Has PayPal move just accelerated Bitcoin to mainstream?

The global payments industry has been heading for a revolution but will yesterday's news also be pivotal for cryptos?

Has PayPal move just accelerated Bitcoin to mainstream?
Steve Randall

The market reaction to PayPal’s announcement on Bitcoin transactions is perhaps a reflection of a much bigger underlying story: the expectation that payments will be revolutionized.

It was 16 months ago that Facebook appeared to be the front runner to shake up the payments industry when it confirmed rumours that it would enter financial services with a digital currency payments solution based on a stablecoin, a cryptocurrency pegged to a stable asset.

However, the Libra project has faced challenge after challenge including regulators expressing their concern about the plan. As recently as last week the G7 group of nations that includes Canada, said that no stablecoin should begin operation until it adequately addresses relevant legal, regulatory, and oversight requirements through appropriate design and by adhering to applicable standards

PayPal, as an established leader in global payments with more than 300 million users across 200+ countries, was initially backing Libra but pulled out in October 2019. At the time it expressed support for the Facebook-backed plan but said it wanted to focus on its core business.

Earlier this year, Coindesk reported that PayPal was planning to join with the burgeoning Paxos Crypto Brokerage.

That report was confirmed this week as PayPal announced the launch of a new service enabling its customers to buy, hold and sell cryptocurrency directly from their PayPal account. Paxos will enable the service in the US.

Beginning in early 2021, PayPal customers will be able to use their cryptocurrency holdings as a funding source to pay at PayPal's 26 million merchants around the globe. Consumers will be able to instantly convert their selected cryptocurrency balance to fiat currency, with certainty of value and no incremental fees. 

“Relics” must wake up to the inevitable shift
Dan Schulman, president and CEO, PayPal, said the shift to digital forms of currency was inevitable due to its “clear advantages in terms of financial inclusion and access; efficiency, speed and resilience of the payments system; and the ability for governments to disburse funds to citizens quickly.”

The CEO of global financial advisory deVere Group says that the PayPal news is validation that digital currencies are fast-moving into the mainstream.

And he said that “surely time is up for those relics who still believe cryptocurrencies are not the way forward?”

Green added that PayPal’s decision will drive more institutional investors to the crypto sector, bolstering it with their expertise and capital.

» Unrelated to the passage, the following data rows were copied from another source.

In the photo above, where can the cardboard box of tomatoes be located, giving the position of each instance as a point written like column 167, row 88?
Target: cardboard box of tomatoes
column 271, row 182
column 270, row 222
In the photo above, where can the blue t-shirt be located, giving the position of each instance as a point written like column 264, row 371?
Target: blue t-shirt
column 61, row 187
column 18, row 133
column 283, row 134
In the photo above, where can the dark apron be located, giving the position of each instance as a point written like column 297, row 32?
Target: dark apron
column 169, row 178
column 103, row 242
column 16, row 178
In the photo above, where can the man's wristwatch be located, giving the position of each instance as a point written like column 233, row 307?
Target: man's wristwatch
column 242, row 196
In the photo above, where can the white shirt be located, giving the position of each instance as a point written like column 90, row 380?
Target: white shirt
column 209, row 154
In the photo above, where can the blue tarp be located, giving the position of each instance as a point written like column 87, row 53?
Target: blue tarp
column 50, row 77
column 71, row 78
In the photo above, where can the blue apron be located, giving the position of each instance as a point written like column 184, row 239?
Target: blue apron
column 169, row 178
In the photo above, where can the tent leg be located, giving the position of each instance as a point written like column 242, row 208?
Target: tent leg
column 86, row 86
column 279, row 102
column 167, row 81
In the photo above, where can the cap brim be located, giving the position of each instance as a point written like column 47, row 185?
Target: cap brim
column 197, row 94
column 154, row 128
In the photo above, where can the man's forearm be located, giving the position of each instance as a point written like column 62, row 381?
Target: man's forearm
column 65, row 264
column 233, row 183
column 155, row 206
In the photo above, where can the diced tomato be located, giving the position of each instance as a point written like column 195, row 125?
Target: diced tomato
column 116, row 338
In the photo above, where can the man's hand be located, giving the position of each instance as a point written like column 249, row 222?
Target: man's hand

“Investor activity is picking up considerably with various on-chain metrics and ongoing – and heightening - global political, economic and social turbulence suggesting that there will be a price surge before the end of the year,” he continued.

New high on the way?
In 2017, Bitcoin surged to more than $20K, some way beyond the low teens reached Wednesday.

But Green believes there is plenty more gas in the tank.

“There’s a growing sense that we’re set to experience a mini-boom similar to that at the end of 2017,” he said. “Prices are yet to catch-up with investor interest – but this is only a matter of time as investors will not want to sleepwalk towards perhaps year-high prices in the run-up to the end of 2020.”